Два пути: познание истины или спасение от истины. Опять спрячемся?

  У Ремарка в «Чёрном обелиске»:
«Странная перемена, начавшаяся вскоре после перемирия, продолжается. Война, которую почти все солдаты в 1918 году ненавидели, для тех, кто благополучно уцелел, постепенно превратилась в величайшее событие их жизни. Они вернулись к повседневному существованию, которое казалось им, когда они ещё лежали в окопах и проклинали войну, каким-то раем. Теперь опять наступали будни с их заботами и неприятностями, а война вспоминается как что-то смутное, далёкое, отжитое, и поэтому помимо их воли и почти без их участия она выглядит совсем иначе, она подкрашена и подменена. Массовое убийство предстало как приключение, из которого удалось выйти невредимым. Бедствия забыты, горе просветлело, и смерть, которая тебя пощадила, стала такой, какой она почти всегда бывает в жизни — чем-то отвлечённым, уже нереальным. Она реальность, только когда поражает кого то рядом или тянется к нам самим. Союз ветеранов был в 1918 г. пацифистским, сейчас у него уже резко выраженная националистическая окраска. Воспоминания о войне и чувство боевого товарищества, жившее почти в каждом из его членов, Волкенштейн ловко подменил гордостью за войну. «Тот, кто лишён национального чувства, чернит память павших героев, этих бедных обманутых павших героев, которые охотно бы ещё пожили на свете».

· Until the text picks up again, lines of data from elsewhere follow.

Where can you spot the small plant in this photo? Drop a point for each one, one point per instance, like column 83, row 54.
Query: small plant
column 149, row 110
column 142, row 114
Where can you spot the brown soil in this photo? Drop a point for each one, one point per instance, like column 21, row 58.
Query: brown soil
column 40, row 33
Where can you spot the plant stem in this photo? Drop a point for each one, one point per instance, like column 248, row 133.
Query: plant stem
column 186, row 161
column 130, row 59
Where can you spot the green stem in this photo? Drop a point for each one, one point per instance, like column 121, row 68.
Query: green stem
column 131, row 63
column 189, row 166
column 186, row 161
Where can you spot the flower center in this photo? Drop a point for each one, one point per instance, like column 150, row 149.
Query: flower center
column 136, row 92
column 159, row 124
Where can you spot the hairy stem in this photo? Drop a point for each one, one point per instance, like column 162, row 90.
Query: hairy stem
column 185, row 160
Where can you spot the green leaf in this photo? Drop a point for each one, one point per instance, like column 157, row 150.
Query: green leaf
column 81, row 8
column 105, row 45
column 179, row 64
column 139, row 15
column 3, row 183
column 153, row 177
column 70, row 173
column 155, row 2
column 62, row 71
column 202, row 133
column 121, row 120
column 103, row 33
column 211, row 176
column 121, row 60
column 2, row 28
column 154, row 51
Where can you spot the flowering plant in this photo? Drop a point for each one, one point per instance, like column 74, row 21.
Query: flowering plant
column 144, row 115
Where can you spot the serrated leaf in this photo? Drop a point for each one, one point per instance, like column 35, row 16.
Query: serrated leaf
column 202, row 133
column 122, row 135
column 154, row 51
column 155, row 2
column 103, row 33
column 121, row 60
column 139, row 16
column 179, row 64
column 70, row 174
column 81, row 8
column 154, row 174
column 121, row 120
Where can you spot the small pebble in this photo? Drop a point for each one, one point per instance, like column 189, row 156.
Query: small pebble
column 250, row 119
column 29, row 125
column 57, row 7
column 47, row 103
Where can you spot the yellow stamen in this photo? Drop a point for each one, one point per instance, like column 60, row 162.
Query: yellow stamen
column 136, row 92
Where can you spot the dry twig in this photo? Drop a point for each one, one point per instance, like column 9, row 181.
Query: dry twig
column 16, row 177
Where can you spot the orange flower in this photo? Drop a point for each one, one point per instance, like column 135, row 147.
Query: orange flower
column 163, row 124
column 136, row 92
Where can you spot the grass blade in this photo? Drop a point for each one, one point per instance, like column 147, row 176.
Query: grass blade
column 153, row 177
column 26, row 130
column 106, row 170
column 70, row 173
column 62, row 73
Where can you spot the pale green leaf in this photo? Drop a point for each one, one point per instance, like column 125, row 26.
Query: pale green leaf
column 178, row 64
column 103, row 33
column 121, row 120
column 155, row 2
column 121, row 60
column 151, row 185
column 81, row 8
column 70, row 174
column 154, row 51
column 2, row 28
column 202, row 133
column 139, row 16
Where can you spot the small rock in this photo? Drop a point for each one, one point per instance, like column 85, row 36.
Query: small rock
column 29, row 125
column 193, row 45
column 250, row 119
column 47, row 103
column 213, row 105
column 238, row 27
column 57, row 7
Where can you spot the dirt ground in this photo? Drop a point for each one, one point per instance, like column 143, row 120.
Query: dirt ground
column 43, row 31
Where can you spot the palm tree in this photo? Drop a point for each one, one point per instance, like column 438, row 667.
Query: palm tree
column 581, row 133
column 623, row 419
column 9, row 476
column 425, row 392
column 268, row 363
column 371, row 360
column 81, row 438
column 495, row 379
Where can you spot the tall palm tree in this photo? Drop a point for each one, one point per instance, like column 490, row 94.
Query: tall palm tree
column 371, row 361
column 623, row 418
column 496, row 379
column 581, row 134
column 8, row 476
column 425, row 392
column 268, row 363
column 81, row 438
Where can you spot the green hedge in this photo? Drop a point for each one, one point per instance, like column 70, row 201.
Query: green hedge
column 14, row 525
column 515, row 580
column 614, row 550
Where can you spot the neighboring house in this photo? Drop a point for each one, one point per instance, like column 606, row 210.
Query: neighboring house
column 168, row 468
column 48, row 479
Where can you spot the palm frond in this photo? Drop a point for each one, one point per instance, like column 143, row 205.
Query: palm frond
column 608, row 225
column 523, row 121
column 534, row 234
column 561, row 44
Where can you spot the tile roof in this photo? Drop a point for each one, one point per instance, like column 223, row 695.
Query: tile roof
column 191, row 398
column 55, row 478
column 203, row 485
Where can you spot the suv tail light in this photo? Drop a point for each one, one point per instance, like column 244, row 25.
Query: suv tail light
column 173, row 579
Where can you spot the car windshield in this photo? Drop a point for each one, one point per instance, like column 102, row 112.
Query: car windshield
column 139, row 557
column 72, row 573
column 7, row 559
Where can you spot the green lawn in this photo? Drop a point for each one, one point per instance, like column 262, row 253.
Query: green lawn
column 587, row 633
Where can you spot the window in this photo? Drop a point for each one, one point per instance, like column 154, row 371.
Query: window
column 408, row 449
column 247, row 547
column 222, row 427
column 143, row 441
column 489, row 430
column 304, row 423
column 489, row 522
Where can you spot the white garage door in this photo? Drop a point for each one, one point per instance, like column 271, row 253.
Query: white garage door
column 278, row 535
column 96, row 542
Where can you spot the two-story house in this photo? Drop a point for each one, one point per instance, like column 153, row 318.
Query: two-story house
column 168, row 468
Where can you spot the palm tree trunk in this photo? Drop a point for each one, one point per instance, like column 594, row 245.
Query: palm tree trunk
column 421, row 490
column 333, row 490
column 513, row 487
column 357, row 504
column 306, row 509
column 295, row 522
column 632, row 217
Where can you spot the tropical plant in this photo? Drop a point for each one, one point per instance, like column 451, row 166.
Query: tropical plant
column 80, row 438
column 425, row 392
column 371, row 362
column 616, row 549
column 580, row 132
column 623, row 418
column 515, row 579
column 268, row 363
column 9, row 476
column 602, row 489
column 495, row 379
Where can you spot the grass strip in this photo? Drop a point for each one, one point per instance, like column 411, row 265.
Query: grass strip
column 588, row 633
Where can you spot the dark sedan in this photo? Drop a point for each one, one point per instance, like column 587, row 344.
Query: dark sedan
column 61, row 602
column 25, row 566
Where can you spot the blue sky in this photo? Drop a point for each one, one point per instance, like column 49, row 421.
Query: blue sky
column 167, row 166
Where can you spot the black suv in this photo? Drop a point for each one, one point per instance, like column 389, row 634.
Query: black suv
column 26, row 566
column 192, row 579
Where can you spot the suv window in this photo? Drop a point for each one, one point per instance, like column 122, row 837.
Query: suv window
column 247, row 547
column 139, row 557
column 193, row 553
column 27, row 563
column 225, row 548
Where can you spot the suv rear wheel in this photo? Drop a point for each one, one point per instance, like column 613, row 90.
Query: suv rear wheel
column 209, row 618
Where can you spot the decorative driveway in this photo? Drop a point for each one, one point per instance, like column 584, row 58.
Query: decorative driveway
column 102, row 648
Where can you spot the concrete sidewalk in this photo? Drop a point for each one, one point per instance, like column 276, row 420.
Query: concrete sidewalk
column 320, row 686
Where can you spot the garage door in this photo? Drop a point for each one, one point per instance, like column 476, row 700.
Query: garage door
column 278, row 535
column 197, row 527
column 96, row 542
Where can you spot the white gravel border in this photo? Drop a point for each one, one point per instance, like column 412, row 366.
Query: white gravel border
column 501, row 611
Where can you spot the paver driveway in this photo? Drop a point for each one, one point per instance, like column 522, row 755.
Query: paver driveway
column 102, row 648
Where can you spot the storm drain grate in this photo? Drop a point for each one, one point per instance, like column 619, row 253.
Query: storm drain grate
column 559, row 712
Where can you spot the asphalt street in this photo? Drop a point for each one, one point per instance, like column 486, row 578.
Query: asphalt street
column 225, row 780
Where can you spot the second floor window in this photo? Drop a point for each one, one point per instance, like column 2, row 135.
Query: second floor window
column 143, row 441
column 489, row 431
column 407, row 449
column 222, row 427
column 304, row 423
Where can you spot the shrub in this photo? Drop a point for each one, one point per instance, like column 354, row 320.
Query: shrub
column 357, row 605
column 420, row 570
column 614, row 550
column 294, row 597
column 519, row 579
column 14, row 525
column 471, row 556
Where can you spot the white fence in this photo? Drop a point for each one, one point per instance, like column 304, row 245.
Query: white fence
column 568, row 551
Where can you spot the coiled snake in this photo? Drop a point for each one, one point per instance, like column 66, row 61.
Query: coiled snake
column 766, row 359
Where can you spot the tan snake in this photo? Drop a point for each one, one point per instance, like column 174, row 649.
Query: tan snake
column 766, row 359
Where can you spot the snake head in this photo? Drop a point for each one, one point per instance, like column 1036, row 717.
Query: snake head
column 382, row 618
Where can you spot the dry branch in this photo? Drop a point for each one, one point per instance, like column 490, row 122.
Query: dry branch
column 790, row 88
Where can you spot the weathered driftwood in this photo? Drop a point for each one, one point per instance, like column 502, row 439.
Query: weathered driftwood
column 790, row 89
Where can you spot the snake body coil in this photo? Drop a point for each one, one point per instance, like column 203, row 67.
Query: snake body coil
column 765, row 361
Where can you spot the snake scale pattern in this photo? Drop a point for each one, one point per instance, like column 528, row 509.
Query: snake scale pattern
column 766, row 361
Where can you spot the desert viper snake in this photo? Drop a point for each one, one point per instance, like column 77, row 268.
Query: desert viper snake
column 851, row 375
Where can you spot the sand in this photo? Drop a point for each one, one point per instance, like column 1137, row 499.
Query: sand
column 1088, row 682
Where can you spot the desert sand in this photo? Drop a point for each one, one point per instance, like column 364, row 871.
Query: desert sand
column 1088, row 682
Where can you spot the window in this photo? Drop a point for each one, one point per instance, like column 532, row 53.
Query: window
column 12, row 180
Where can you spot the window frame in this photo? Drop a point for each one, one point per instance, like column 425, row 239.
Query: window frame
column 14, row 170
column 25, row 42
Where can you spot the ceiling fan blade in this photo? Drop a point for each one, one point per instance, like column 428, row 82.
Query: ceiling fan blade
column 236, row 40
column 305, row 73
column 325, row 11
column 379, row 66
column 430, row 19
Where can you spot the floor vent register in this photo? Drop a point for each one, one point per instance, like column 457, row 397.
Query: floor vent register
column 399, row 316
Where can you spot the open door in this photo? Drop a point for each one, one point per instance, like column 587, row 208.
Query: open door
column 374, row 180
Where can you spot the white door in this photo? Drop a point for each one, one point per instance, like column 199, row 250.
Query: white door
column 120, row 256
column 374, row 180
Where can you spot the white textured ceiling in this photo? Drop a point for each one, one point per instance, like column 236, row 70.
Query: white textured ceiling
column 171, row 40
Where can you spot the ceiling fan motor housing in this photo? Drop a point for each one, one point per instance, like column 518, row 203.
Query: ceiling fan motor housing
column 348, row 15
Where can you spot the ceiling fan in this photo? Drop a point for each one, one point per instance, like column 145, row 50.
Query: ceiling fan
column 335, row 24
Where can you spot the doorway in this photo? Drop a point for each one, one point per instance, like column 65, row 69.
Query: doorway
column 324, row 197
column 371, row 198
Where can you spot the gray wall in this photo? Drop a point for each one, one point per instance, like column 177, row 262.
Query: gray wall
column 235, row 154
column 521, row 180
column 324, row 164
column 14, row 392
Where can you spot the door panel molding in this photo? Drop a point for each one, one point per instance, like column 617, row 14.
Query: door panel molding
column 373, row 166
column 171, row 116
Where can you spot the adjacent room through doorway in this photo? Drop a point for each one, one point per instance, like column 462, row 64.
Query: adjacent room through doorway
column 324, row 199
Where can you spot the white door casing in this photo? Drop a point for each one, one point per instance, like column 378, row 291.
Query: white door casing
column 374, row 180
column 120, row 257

  Когда вижу, как надевают афганскую форму, прикалывают медаль «От благодарного афганского народа» и идут к ребятам в школу, не понимаю! Когда заставляют мать десять- двадцать раз рассказывать о погибшем сыне и она после всего еле добредает до дома, не понимаю.
У нас было много богов, одни теперь на свалке, другие в музее. Сделаем же богом Истину. И будем отвечать перед ней каждый за своё, а не, как нас учили, всем классом, всем курсом, всем коллективом... Всем народом... Будем милосердны к тем, кто заплатил за прозрение больше нас. Помните: «Я своего друга... Я свою правду в целлофановом мешке с боевых нёс... Отдельно голова... Отдельно руки, нога, сдернутая кожа...»
Лев Толстой окончил «Войну и мир» на границах Отечества. Русский солдат пошел дальше, а великий писатель за ним не пошёл.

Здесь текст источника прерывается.